New Testament scholar Richard B. Hays has reflected on this passage as a deeply disruptive moment in the church’s imagination. Historically known for his cautious and traditional interpretations, Hays nevertheless points to the inclusion of the eunuch, despite clear legal prohibitions, as a Spirit-led correction to scriptural exclusion. If the Spirit can reinterpret Deuteronomy for the sake of welcome, then what might the same Spirit be speaking still? If the early church had to adjust its theology in light of whom the Spirit had already embraced, what adjustments might we be called to make today?
The Spirit indeed continues to speak, but we have to listen across differences. We have to be willing to be surprised. Because Pentecost isn’t just a historical event to remember. It is a posture to live into. A willingness to say yes to the mystery of God. A readiness to follow the wind, even when it blows us past our comfort zones.
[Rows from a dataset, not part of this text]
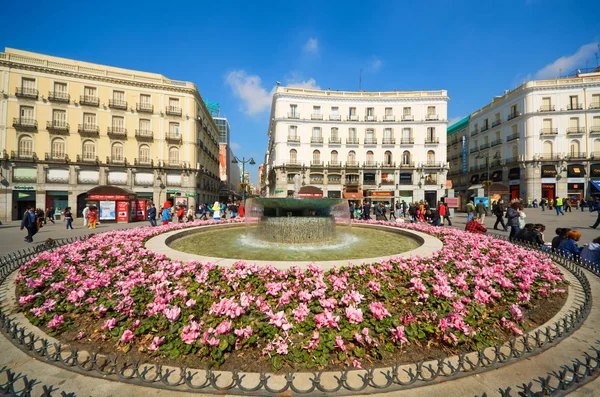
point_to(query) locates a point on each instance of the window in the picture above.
(117, 152)
(89, 150)
(316, 157)
(144, 154)
(173, 155)
(387, 158)
(26, 147)
(57, 149)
And yet, many churches today bear the name “Pentecostal” but still resist the wild diversity of Pentecost. Some are more comfortable with uniformity than unity, with conformity than communion. The Spirit may be speaking in unfamiliar accents: through outsiders and the excluded, through immigrants, through the young and the poor, but the question remains: are we listening? Are we willing to let the Spirit rewrite our assumptions, reorganize our structures, and reopen the doors we have quietly closed? Embracing Pentecostal diversity isn’t an ideological exercise. It is a spiritual discipline. One that requires courage, humility, and an ever-deepening trust that the fire still falls where God wills.
The Spirit didn’t wait for the disciples to be ready. It didn’t ask for their credentials. It didn’t require perfect theology or ideal circumstances. It came because God keeps promises. It came because the world needed witnesses. And it came because love always finds a way to speak your language.
So let the fire fall. Let it burn away the barriers. Let it kindle something new.
Because the Spirit still moves. And it’s still messy. And it’s still for all flesh.